Consider the Kohn-Sham equation \begin{align} \left( - \frac{\hbar^2}{2m} \nabla^2 + \nu_\mathrm{eff}(\mathbf{r}) \right) \varphi_j(\mathbf{r}) &= \varepsilon_j\varphi_j(\mathbf{r}) \end{align} The external potential will be considered the interaction potential of electrons and nuclei.

Then \begin{align} \nu_{eff}=-\sum_{j}^{K} \frac{e^2 \, Z_{j}}{|\mathbf{r_1}-\mathbf{R_j}|}+\int\frac{n(\mathbf{r_2})e^2}{r_{12}}\mathbf{dr_2} +\nu_{xc} \end{align}

This equation is solved by the method of a self-consistent field: $\varphi$ are first set, then $n$ is calculated from them, then the effective functional $\nu_{eff}$ is calculated.
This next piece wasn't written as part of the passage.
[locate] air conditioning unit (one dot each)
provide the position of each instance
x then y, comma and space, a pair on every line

However, I do not understand something.

At each step of calculating the effective potential, the term denoting the interaction of nuclei with electrons is constant? $r_{12}$ is the distance between electrons. In terms of this model, no changes in the coordinates of electrons occur at each step?

Answer 1

To start it is very important to be very careful when writing the relevant coordinates. In your Kohn-Sham equation you are writing the coordinate of the non-interacting electron that you are solving for as $\mathbf{r}$. To be consistent with this, your second equation should read:

$$ v_{\mathrm{eff}}(\mathbf{r})=v_{\mathrm{ext}}(\mathbf{r})+\int\frac{n(\mathbf{r}_2)e^2}{|\mathbf{r}-\mathbf{r}_2|}d\mathbf{r}_2+v_{\mathrm{xc}}(\mathbf{r}), $$

where I replaced your expression for the external potential with $v_{\mathrm{ext}}(\mathbf{r})$, as to answer your question it is enough to look at the Hartree potential (the second term). In the second term you have two electron coordinates, $\mathbf{r}$ and $\mathbf{r}_2$. The first is the electron coordinate at which you are calculating the effective potential $v_{\mathrm{eff}}(\mathbf{r})$, and to build the full potential you need to know its value for every $\mathbf{r}$. The second coordinate is the coordinate at which you calculate the electron charge density $n(\mathbf{r}_2)$ to then build the Hartree potential. As the integral is over all space, you consider all possible values of $\mathbf{r}_2$. Therefore, both coordinates $\mathbf{r}$ and $\mathbf{r}_2$ are changing: you are considering all possible values for both.